Principal Investigator, FHS-BAP Co-leader Admin Core and Project 1

Dr. Farrer received his PhD in Medical Genetics from Indiana University School of Medicine, completed postdoctoral training at Yale University, and is a Founding Fellow of the American College of Medical Genetics. He has made numerous discoveries about the genetic basis of Alzheimer disease (AD), age-related macular degeneration and substance use disorders. Dr. Farrer is the PI of several currently funded NIH-funded AD projects in addition to the Framingham Heart Study Brain Aging Program (FHS-BAP) including ones focused on RNA-sequencing, other omic, and functional studies in brain tissue from African Americans; whole genome sequencing of 4,000 Koreans; mechanisms underlying the protective effect of APOE ε2 using genetic association and experimental approaches in brain tissue and neuronal cell lines.
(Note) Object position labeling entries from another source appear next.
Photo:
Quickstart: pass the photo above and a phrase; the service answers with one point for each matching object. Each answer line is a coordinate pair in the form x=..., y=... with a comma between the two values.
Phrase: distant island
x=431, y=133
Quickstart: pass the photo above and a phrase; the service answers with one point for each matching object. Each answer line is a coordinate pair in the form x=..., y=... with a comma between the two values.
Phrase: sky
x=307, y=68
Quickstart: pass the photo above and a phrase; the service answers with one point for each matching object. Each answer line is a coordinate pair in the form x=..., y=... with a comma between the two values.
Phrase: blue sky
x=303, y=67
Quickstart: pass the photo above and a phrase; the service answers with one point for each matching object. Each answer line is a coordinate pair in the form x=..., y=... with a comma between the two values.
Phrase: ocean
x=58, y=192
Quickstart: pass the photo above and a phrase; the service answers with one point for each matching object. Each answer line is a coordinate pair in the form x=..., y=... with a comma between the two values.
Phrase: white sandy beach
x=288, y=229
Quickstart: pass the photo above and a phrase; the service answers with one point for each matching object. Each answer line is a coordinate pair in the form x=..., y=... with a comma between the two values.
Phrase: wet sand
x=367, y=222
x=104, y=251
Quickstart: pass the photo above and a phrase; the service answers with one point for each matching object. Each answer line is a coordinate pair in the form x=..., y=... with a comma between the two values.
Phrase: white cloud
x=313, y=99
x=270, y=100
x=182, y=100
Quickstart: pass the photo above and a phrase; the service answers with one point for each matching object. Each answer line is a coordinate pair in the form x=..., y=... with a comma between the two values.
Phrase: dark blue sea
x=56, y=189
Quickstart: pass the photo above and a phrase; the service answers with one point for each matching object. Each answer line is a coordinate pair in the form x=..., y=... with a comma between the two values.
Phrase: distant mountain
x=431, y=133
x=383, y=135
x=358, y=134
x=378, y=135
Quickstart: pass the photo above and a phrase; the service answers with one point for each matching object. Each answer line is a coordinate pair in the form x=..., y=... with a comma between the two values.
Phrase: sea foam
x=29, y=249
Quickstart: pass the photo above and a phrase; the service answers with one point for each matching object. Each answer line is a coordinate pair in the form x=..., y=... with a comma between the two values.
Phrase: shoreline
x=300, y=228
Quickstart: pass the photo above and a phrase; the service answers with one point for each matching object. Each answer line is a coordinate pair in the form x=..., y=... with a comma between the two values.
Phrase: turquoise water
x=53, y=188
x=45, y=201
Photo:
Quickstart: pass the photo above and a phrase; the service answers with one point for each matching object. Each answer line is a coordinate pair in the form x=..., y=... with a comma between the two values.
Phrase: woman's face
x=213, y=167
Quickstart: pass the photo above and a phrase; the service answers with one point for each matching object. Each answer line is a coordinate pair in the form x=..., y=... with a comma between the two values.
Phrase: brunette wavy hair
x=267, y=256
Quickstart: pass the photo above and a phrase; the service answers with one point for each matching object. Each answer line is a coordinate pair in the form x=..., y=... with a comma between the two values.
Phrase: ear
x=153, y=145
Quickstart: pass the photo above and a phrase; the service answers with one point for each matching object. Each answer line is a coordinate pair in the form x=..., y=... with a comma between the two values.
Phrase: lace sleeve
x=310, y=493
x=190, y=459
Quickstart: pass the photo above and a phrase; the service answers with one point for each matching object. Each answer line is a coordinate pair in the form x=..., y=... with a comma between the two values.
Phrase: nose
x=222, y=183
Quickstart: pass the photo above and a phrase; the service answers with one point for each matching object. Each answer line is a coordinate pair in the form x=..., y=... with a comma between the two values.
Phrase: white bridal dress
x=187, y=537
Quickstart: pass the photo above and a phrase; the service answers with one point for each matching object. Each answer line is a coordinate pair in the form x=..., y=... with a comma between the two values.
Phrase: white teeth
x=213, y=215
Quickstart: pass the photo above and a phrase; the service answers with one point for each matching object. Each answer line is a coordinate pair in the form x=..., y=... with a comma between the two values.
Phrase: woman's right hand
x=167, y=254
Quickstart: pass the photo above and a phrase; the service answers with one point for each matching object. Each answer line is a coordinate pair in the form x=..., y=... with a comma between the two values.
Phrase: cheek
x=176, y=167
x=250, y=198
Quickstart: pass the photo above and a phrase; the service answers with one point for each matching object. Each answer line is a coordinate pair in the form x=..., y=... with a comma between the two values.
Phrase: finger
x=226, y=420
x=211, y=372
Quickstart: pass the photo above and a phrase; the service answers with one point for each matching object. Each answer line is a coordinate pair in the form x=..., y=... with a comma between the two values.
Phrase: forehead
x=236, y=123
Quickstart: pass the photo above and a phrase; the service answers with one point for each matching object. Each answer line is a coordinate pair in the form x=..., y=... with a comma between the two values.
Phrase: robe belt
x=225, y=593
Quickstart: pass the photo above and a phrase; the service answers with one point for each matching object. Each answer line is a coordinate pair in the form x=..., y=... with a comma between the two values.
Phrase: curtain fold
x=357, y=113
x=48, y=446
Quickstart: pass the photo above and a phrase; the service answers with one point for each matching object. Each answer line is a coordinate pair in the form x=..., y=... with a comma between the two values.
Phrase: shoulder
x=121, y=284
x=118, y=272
In addition, he is one of the PIs for the Collaboration on Alzheimer Disease Research (CADRE) which is analyzing data generated by the national Alzheimer’s Disease Sequencing Project (ADSP). He is a co-leader of and co-direct analyses for the Alzheimer Disease Genetics Consortium (ADGC), which has identified most of the established AD GWAS genes, and the Leader of the BU Alzheimer Disease Research Center’s Genetics and Molecular Profiling Core. His laboratory contributed to the cloning of the presenilin and nicastrin genes, discovery of many AD genes by GWAS, and elucidation of the genetic architecture of AD in multiple ethnic populations. His research team established intracellular trafficking as one of the major pathways leading to AD and identified rare African American-specific AD-associated missense mutations in AKAP9 that increase phosphorylation of Tau protein.